Speaking on how the union is dealing with alleged government’s insincerity, the ASUU boss said: “We will not be tired of their insincerity until we get the right calibre of leadership for the country. What we have now are members of the same club under different names. They are decamping and recamping to decamp again. And so, this game will continue. Education is the strongest weapon we can use to build the society of our dreams.

“If we miss education, we miss development, we will end up being enslaved the second time. That is why we say the struggle continues until we get to the point where we can dislodge all these political hangers-on. We have not really come clear about the leadership we need for this country. We owe that responsibility to this society to liberate ourselves and we can only do that by giving the right kind of education which will give the values, ideological orientation and those who will embrace the process of getting quality into governance.”

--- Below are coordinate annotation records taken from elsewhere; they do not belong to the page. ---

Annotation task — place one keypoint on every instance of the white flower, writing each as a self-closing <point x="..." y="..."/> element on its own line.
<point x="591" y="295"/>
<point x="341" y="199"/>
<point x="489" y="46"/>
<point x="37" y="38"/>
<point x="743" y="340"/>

However, the National Co-ordinator, Education Rights Campaign (ERC), Taiwo Hassan Soweto, has predicted that from all indication, 2019 would be a turbulent year for public education.According to Soweto, “Whoever wins the 2019 general elections between the two main pro-capitalist presidential candidates of the ruling APC and PDP will definitely underfund education and unleash more anti-poor education policies like tuition fee hike, increase in accommodation charges, ban of unions and victimisation of activists. This would in turn engender mass resistance and agitations by ASUU, ASUP and other staff unions are likely to be carried over into the next dispensation.

“Therefore, 2019 will most likely be a turbulent year. And this will continue to be the case so far capitalist elements continue to rule Nigeria. As we have explained previously, any hope that a neo-colonial capitalist government can fund public tertiary education adequately is a mirage. As a neo-colonial capitalist economy dominated by imperialism, capitalism in Nigeria has no need for a highly educated populace. That’s why the IMF, World Bank and other capitalist institutions often harp on free education only at primary and junior secondary levels.”

To ensure public education is adequately funded, Hassan canvassed a successful socialist revolution that would lead to the overthrow of capitalism and the enthronement of workers’ and poor peoples’ government armed with socialist policies. “Such a government, he further explained, “would put the commanding heights of the economy under the democratic control and management of the working people to free the resources to provide fee and functional public education at all levels.”If this kind of socialist revolution occurs in the New Year, then 2019 can indeed be a happy one for public education, Hassan assured.